Suppose we have an open-loop transfer function $$G(s) = \frac{1}{s(s+a)(s+b)}$$
If we plot the root locus for the closed-loop system we will get roughly something like this :
Now the question is when I add a new zero to the system which is at $-a$ then the book says that we should plot the root-locus without cancelling the pole-zero ( $-a$ in this case ) .

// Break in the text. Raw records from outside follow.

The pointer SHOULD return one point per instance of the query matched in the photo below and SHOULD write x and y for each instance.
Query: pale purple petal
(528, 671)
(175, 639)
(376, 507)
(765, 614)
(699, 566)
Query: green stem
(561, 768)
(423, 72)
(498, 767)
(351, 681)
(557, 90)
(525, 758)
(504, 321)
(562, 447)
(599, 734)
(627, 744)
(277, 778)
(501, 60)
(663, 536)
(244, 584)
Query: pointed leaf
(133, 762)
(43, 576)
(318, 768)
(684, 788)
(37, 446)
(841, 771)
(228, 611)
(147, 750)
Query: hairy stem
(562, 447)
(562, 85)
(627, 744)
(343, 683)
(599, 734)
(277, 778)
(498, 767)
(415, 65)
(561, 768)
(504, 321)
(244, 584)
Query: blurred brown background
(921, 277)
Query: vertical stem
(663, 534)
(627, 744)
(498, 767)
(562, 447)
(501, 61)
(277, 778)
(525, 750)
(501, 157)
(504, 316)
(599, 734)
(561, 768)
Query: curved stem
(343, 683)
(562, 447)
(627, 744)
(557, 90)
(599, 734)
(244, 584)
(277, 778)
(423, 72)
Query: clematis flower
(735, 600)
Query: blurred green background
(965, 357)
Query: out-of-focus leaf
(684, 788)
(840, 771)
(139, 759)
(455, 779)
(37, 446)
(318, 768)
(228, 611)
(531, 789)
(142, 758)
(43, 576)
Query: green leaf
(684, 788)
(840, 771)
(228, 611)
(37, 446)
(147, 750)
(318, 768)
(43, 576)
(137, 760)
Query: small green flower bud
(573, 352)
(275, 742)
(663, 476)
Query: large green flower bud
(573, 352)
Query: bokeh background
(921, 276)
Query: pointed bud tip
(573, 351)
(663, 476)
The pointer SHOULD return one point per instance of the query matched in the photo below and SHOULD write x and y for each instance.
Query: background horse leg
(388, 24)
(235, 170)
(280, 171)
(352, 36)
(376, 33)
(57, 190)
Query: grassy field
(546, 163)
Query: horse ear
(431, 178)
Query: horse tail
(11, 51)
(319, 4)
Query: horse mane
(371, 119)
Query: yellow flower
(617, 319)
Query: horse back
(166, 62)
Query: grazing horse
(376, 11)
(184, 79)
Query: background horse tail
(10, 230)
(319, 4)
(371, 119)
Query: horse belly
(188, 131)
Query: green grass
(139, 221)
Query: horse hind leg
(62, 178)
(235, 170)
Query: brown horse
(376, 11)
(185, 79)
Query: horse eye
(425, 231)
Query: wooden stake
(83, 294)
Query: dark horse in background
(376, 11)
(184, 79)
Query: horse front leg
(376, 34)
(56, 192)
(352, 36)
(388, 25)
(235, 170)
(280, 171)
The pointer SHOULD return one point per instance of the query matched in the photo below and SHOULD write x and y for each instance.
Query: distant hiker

I have a practical doubt , in real systems suppose we add a new zero somehow obviously it will not be exactly at $-a$ but at some $-a+\epsilon$ where $\epsilon$ is very small , even in that case the root-locus will become something like this :
Because now the aysmptotes will change cause $n-m = 2$ . Therefore the new asymptotes are at $\frac{\pi}{2}$ rad and $\frac{3\pi}{2}$ rad . These two plots become completely different , if I go strictly by the book then my system (even after the addition of new zero ) becomes unstable for some value of gain $K$ but if I consider the situation practically then my system is always stable .

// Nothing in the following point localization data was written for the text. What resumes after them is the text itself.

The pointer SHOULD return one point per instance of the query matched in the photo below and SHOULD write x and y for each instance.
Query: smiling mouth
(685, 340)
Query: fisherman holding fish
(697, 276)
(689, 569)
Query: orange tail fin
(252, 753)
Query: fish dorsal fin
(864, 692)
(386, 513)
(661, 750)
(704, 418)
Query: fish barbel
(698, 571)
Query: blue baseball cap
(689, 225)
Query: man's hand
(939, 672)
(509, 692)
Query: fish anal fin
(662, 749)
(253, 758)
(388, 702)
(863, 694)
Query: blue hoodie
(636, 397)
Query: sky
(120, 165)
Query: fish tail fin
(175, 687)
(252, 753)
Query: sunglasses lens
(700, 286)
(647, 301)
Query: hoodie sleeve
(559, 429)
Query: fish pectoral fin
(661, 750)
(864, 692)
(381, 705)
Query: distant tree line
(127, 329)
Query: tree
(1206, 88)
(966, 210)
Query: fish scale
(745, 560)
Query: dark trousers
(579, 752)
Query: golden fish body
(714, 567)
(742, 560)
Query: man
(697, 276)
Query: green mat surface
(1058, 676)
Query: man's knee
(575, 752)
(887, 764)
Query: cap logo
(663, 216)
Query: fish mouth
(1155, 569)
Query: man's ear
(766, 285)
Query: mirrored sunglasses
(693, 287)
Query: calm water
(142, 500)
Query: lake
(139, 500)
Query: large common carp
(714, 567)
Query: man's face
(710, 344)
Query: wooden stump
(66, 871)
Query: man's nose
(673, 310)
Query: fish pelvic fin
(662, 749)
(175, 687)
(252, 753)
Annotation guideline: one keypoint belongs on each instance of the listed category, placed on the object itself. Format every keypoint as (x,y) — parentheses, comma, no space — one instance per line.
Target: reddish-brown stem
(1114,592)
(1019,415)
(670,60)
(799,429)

Please help me out , which one is correct .
Best Answer
The 2nd plot is indeed fundamentally different from the 1st, because the systems are different - the zero changes its character. The system with relative degree (number of poles minus number of zeros) 2 is more stable than the one with relative degree 1. If you think about the Bode diagram and the Nyquist plot, it has infinite gain margin. Not so with the 1st system, which can be made unstable with a high enough feedback gain.

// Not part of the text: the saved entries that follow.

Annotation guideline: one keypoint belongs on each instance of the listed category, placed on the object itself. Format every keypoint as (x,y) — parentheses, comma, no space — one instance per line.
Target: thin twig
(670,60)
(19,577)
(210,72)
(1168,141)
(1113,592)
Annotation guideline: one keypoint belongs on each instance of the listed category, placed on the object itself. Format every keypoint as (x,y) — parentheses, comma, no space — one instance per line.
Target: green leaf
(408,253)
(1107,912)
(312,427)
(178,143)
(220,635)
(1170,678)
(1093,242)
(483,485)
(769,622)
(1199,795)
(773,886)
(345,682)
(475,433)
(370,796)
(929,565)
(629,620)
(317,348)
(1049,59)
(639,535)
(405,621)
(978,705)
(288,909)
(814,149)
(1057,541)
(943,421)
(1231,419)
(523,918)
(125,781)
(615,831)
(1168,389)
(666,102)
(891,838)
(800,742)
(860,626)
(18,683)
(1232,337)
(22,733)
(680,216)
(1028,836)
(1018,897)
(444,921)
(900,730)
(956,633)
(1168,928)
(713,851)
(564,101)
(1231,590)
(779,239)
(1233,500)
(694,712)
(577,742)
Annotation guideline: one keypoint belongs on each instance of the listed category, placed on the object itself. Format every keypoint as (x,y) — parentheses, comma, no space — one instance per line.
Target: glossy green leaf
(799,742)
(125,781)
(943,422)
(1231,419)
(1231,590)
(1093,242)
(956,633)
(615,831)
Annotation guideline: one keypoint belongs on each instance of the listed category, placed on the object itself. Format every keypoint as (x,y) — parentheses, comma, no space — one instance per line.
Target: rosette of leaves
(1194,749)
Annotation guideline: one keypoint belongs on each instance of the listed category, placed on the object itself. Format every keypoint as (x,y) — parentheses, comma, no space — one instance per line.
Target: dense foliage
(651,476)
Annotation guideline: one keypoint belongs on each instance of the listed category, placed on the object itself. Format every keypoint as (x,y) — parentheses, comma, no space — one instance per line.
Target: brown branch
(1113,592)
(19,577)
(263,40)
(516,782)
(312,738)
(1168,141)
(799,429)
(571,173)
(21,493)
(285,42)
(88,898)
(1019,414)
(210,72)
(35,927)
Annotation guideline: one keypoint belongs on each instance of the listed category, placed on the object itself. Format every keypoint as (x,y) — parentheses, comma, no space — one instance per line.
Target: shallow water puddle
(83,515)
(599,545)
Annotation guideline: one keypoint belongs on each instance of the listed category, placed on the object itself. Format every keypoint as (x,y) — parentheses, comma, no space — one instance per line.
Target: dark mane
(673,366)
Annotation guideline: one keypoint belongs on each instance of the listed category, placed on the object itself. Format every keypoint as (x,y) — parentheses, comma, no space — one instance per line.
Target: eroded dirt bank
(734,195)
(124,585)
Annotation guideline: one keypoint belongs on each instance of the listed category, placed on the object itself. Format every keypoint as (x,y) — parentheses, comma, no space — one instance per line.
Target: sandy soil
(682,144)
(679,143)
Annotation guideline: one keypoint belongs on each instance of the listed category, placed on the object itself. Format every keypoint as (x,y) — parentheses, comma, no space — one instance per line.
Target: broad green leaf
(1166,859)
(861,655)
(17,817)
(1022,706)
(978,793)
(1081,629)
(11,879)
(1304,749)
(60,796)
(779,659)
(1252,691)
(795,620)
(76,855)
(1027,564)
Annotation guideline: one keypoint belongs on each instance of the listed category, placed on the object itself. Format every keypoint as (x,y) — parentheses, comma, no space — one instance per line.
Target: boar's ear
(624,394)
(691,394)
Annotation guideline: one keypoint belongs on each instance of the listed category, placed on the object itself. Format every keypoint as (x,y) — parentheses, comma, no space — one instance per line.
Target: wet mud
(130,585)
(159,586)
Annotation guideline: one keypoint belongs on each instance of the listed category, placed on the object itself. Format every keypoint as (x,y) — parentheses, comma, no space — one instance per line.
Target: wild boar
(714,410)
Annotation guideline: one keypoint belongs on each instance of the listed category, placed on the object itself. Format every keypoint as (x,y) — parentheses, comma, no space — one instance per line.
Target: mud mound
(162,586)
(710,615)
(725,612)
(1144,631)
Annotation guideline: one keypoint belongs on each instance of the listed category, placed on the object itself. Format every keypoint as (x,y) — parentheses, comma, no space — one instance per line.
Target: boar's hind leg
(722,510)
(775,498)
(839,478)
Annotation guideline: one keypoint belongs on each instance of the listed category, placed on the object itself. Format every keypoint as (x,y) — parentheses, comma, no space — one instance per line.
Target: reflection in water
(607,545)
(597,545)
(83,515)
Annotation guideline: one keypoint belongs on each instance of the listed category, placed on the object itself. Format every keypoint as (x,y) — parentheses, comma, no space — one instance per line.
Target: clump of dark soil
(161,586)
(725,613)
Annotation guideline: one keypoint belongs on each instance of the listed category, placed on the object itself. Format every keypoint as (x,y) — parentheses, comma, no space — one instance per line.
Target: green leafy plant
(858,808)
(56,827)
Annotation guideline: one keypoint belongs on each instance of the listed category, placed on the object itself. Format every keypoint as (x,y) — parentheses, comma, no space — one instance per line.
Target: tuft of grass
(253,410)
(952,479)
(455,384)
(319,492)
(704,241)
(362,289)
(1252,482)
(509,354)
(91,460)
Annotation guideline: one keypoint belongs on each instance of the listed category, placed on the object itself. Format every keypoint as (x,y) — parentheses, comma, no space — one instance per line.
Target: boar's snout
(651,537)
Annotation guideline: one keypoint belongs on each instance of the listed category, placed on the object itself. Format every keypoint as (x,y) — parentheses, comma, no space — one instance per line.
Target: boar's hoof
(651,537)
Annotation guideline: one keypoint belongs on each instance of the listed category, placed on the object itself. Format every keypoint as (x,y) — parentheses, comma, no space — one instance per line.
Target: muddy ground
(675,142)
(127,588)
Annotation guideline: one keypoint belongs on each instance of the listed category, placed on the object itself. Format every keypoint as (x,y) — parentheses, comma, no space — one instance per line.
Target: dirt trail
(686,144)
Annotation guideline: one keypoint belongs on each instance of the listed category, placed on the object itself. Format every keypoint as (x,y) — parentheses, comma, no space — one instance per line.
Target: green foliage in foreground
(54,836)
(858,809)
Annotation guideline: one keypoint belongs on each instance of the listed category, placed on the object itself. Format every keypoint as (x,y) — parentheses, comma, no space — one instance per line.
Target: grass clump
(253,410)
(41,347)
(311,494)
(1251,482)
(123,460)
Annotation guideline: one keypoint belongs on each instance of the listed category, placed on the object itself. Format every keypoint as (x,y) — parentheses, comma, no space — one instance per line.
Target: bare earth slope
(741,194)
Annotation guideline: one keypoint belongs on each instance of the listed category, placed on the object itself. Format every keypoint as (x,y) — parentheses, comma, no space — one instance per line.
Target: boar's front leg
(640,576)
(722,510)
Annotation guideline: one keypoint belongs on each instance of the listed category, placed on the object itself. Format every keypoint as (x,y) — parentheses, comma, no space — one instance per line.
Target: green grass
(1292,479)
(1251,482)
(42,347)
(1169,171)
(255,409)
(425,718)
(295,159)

This is the reason why the D action is often used in PID controllers. In practice it is not possible to add an exact differentiator to a given system, however if it comes down to a choice between the 2 configurations, the 2nd is certainly preferable from the point of view of stability.
In contrast, the system with exact pole-zero cancellation is not fundamentally different from the more realistic case of approximate cancellation - at least not when the cancelled pole is stable as in you case.
The part about the system becoming unstable even adding the new zero is not correct. The correct diagram for the case when cancellation is exact can be obtained as the limit of the approximate cancellation that you drew in the 2nd diagram.